Table 1.
Description of data sources used.
| Data stream | Source | Version | Notes |
|---|---|---|---|
| Functional Use Categories | EPA’s Aggregated Computational Toxicology Online Resource (ACToR) | 2014 | Broad use categories (Dionisio et al., 2015; Wambaugh et al., 2014) used in ExpoCast SEEM2 were also used to describe the functional diversity of the 448 substances in this case study. |
| High-throughput bioactivity data | ToxCast | Invitrodb_v3 | This is the public release of invitrodb dated September 2018 (EPA, 2018). These data were fit using the ToxCast Data Pipeline approach (tcpl R package v2). The data used in this case study are available as Supplemental File X. |
| In vitro phenotypic profiles of lung, kidney, and liver cell models (HIPPTox) | Performed by A*STAR for this case study | The cell models and phenotypic readouts were described previously (Lee et al., 2018; Su et al., 2016). All phenotypic readouts (not limited to those predictive of tissue-specific adversary effects) were used in computation of the HIPPTox-POD. | |
| Toxicokinetics | High-throughput toxicokinetic (httk) data | Httk R package v1.8 | Httk R package v1.8 is available from CRAN (https://cran.r-project.org/web/packages/httk/index.html) |
| In vivo PODsa | ToxValDB in vivo toxicity information | Development v5 (May 2018) | This database includes summary point-of-departure information from multiple databases (as described in text) and study types, and is public in the CompTox Chemicals Dashboard. |
| ECHA | Repeated dose study results via the oral route in REACH registration dossiers | These data are publicly available at https://echa.europa.eu/ | |
| EFSA | Published human health risk assessments in support of EU food law 158/2002 | These data include PODs from multiple study types, mostly from acute, subchronic, chronic, and reproduction toxicity studies. | |
| Health Canada | Published risk assessments conducted for existing substances under the Canadian Environmental Protection Act, 1999 | Information was retrieved based on the availability of a published risk assessment conducted under various phases of Canada’s Chemicals Management Plan and earlier initiatives as well as corresponding availability of ToxCast and HTTK data. Point of departure information was extracted from oral repeat-dose studies (of various durations) as well as from developmental and reproductive toxicity studies cited within the assessments. Where possible, both the NO(A)EL and LO(A)EL for each study were collected and the basis for the effect level is described (ECCC/HC, 2016). | |
| Exposure | ExpoCast predictions | Systematic Empirical Evaluation of Models version 2 (SEEM2) | The median and 95th percentile on the credible interval for the total US population exposure estimates were used (Wambaugh, et al., 2014). |
| Health Canada | Published risk assessments conducted for existing substances under the Canadian Environmental Protection Act, 1999 | Exposure estimates were extracted from the same assessments as their respective in vivo POD values. This included the estimated daily intakes from environmental media as well as intakes from use of certain sentinel consumer products (ECCC/HC, 2016). |
All in vivo POD data from source databases were concatenated and are available in Supplemental File 1.
References for Table 1.
Dionisio, K. L., Frame, A. M., Goldsmith, M. R., Wambaugh, J. F., Liddell, A., Cathey, T., Smith, D., Vail, J., Ernstoff, A. S., Fantke, P., et al. (2015). Exploring consumer exposure pathways and patterns of use for chemicals in the environment. Toxicol Rep 2, 228–237.
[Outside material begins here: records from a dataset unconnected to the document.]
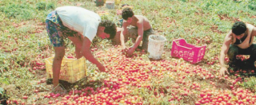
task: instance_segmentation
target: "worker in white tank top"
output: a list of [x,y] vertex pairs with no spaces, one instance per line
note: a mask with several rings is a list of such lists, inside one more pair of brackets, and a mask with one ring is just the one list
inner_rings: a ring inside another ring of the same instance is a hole
[[236,21],[231,30],[226,34],[220,52],[219,62],[221,76],[224,76],[228,71],[226,68],[224,59],[227,55],[230,64],[235,64],[237,55],[250,55],[248,61],[255,69],[254,61],[256,60],[256,45],[253,44],[256,36],[256,28],[250,24],[245,24],[242,21]]
[[[96,13],[78,6],[62,6],[50,12],[46,20],[46,30],[55,56],[53,62],[54,88],[59,88],[58,79],[62,58],[65,55],[64,38],[75,45],[77,59],[84,56],[97,65],[101,72],[106,68],[90,52],[90,45],[97,36],[102,39],[113,39],[116,34],[114,22],[104,20]],[[57,89],[58,90],[58,89]]]

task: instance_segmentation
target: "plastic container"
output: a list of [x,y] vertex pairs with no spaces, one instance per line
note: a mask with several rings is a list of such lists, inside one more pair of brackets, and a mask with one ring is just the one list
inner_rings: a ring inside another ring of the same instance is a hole
[[[45,59],[46,68],[46,78],[53,79],[54,56]],[[86,59],[78,60],[64,57],[61,64],[59,80],[74,84],[84,78],[87,75]]]
[[191,64],[200,62],[205,56],[206,45],[197,46],[187,44],[185,39],[173,41],[171,56],[183,58]]
[[104,6],[104,0],[96,0],[96,6]]
[[114,1],[106,1],[106,7],[108,9],[114,9]]
[[166,41],[166,37],[161,35],[150,35],[149,37],[147,52],[150,53],[150,58],[153,60],[161,59]]

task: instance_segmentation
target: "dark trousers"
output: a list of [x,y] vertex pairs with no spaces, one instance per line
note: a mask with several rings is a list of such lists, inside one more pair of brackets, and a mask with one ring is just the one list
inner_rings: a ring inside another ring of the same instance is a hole
[[227,52],[227,56],[230,59],[230,64],[239,65],[239,60],[236,59],[237,55],[250,55],[250,58],[246,60],[246,63],[250,65],[254,65],[256,60],[256,45],[252,44],[247,49],[240,49],[237,45],[231,45]]

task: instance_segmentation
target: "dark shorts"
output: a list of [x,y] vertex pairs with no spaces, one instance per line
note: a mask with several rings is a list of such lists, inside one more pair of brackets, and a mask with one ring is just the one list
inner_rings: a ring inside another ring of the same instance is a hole
[[[128,37],[130,37],[132,39],[132,41],[134,43],[136,41],[136,39],[138,37],[138,28],[136,27],[130,27],[128,28]],[[149,44],[149,37],[150,35],[153,35],[154,34],[154,30],[153,29],[150,29],[147,30],[145,30],[143,32],[143,39],[142,39],[142,49],[144,49],[145,51],[147,51],[147,48],[148,48],[148,44]]]
[[61,18],[55,10],[47,15],[46,25],[50,41],[54,47],[63,47],[64,38],[67,37],[79,36],[78,32],[63,25]]

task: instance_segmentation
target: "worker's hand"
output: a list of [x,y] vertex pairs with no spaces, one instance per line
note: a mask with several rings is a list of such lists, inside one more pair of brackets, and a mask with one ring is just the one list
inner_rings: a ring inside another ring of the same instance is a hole
[[221,67],[221,69],[219,70],[219,75],[225,76],[226,72],[227,74],[230,74],[226,67]]
[[99,71],[106,72],[106,68],[102,64],[97,65],[97,67]]

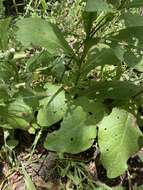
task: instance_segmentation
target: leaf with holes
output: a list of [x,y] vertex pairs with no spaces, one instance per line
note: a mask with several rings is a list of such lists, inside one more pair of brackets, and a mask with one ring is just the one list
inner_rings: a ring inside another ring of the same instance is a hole
[[94,120],[88,119],[81,106],[67,113],[61,128],[48,135],[44,146],[48,150],[77,154],[90,148],[96,137]]
[[114,108],[99,126],[101,161],[109,178],[122,175],[127,170],[127,160],[139,149],[143,136],[135,117],[126,110]]

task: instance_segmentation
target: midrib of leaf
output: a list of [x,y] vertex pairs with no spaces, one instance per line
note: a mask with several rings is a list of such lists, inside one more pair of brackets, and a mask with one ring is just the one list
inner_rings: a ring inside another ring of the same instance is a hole
[[[125,135],[126,135],[126,132],[127,132],[127,128],[128,128],[128,125],[127,125],[127,124],[128,124],[128,117],[129,117],[129,114],[126,113],[126,118],[124,119],[124,122],[123,122],[123,123],[125,123],[125,126],[127,126],[127,127],[125,128],[125,131],[124,131],[124,133],[123,133],[121,142],[120,142],[120,144],[119,144],[118,147],[122,147],[122,145],[123,145],[123,142],[124,142],[124,139],[125,139]],[[122,124],[121,124],[121,125],[122,125]],[[115,149],[117,149],[117,147],[115,147]],[[118,151],[118,152],[120,152],[120,151]],[[114,163],[116,163],[116,160],[118,160],[117,158],[119,158],[119,155],[120,155],[120,154],[116,154],[116,157],[115,157],[115,159],[114,159]],[[113,163],[111,163],[111,164],[113,164]]]

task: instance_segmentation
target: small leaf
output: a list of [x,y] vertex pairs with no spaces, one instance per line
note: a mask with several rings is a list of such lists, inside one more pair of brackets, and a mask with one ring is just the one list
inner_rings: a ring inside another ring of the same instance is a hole
[[127,160],[139,149],[142,138],[135,117],[126,110],[114,108],[99,126],[101,161],[109,178],[122,175],[127,170]]
[[108,4],[105,0],[88,0],[85,10],[87,12],[111,12],[113,11],[112,5]]
[[10,150],[13,150],[18,145],[18,140],[11,139],[6,141],[6,145]]
[[124,13],[121,18],[123,18],[126,27],[143,26],[143,17],[139,14],[127,12]]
ECCC/HC (2016). Chemicals Management Plan. In (H. C. Environment and Climate Change, Ed.), Vol. https://www.canada.ca/en/health-canada/services/chemical-substances/chemicals-management-plan.html. Government of Canada, Ottawa (ON).
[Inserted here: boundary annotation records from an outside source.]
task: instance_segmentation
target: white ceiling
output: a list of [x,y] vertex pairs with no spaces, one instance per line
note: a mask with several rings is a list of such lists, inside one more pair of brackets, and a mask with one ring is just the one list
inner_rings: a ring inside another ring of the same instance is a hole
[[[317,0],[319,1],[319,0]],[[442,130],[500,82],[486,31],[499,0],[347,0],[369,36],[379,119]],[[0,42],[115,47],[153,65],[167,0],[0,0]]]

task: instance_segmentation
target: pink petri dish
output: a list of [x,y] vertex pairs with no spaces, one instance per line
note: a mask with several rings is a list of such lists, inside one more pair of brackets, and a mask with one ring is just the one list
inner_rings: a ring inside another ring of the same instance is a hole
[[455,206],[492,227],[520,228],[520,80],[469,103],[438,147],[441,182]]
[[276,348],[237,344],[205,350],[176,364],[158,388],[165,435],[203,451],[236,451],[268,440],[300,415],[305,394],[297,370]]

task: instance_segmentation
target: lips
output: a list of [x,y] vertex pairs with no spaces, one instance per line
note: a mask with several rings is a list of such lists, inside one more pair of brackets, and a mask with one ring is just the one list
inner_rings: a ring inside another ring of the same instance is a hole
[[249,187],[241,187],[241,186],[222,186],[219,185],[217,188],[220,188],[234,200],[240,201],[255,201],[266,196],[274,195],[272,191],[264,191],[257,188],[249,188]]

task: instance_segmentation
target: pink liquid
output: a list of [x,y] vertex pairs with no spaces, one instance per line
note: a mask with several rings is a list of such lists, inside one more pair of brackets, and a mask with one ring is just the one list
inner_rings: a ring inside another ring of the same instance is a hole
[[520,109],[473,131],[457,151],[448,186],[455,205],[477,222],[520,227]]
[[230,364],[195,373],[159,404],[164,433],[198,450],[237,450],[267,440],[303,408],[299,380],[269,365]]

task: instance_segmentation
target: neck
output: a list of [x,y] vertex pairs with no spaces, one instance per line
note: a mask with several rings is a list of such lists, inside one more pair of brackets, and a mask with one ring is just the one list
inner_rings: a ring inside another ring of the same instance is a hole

EPA, U. (2018). ToxCast & Tox21 Data from invitrodb_v3. In (Retrieved from http://www2.epa.gov/chemical-research/toxicity-forecaster-toxcasttm-data.
Lee, J. J., Miller, J. A., Basu, S., Kee, T. V., and Loo, L. H. (2018). Building predictive in vitro pulmonary toxicity assays using high-throughput imaging and artificial intelligence. Arch Toxicol 92(6), 2055–2075.
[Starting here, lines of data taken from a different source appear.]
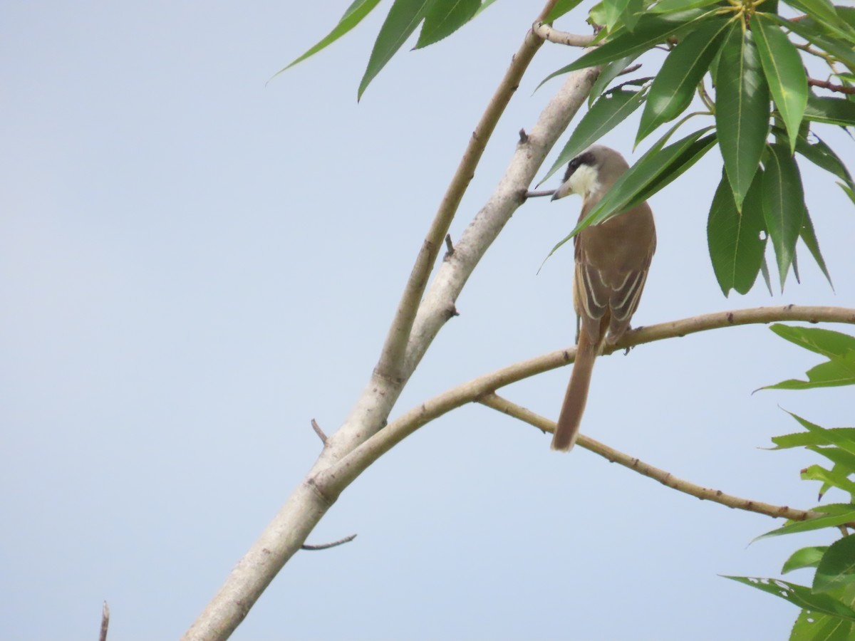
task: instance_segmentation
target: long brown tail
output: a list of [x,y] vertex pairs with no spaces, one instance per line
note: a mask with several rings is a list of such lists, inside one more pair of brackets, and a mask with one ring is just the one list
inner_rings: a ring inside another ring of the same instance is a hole
[[583,324],[579,332],[579,344],[576,346],[576,360],[573,363],[573,373],[564,394],[564,403],[561,406],[558,422],[552,436],[552,450],[559,452],[569,451],[579,436],[579,424],[581,423],[587,401],[587,391],[591,385],[591,372],[599,345],[591,342]]

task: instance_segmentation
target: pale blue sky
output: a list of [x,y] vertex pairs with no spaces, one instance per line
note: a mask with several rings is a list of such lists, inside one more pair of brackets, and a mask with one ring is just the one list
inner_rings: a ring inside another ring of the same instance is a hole
[[[103,599],[111,638],[180,636],[314,462],[310,420],[334,430],[368,379],[447,180],[540,6],[498,2],[455,37],[402,51],[357,104],[385,3],[265,85],[348,4],[2,9],[0,638],[93,638]],[[576,55],[538,56],[453,238],[560,81],[534,88]],[[638,115],[604,140],[631,158]],[[855,167],[852,140],[822,129]],[[637,324],[855,306],[855,208],[804,163],[836,291],[803,250],[802,285],[722,297],[705,240],[720,162],[711,153],[652,199],[659,244]],[[572,252],[535,273],[578,207],[541,199],[515,215],[394,415],[572,344]],[[758,448],[795,430],[779,405],[851,425],[852,392],[751,392],[817,362],[762,326],[643,346],[598,364],[582,432],[702,485],[811,507],[817,487],[799,471],[816,457]],[[569,374],[503,393],[554,417]],[[548,441],[480,406],[422,428],[310,542],[357,540],[298,554],[233,638],[786,637],[794,608],[717,575],[775,575],[829,534],[748,546],[780,521]]]

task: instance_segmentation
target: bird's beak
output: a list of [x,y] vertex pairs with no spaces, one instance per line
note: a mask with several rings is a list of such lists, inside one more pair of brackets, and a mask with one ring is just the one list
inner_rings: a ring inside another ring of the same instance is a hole
[[551,200],[557,200],[558,198],[563,198],[565,196],[569,196],[573,193],[573,189],[570,187],[570,181],[565,180],[561,184],[561,186],[555,190],[555,193],[552,194]]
Su, R., Xiong, S., Zink, D., and Loo, L. H. (2016). High-throughput imaging-based nephrotoxicity prediction for xenobiotics with diverse chemical structures. Arch Toxicol 90(11), 2793–2808.
Wambaugh, J. F., Wang, A., Dionisio, K. L., Frame, A., Egeghy, P., Judson, R., and Setzer, R. W. (2014). High throughput heuristics for prioritizing human exposure to environmental chemicals. Environ Sci Technol 48(21), 12760–7.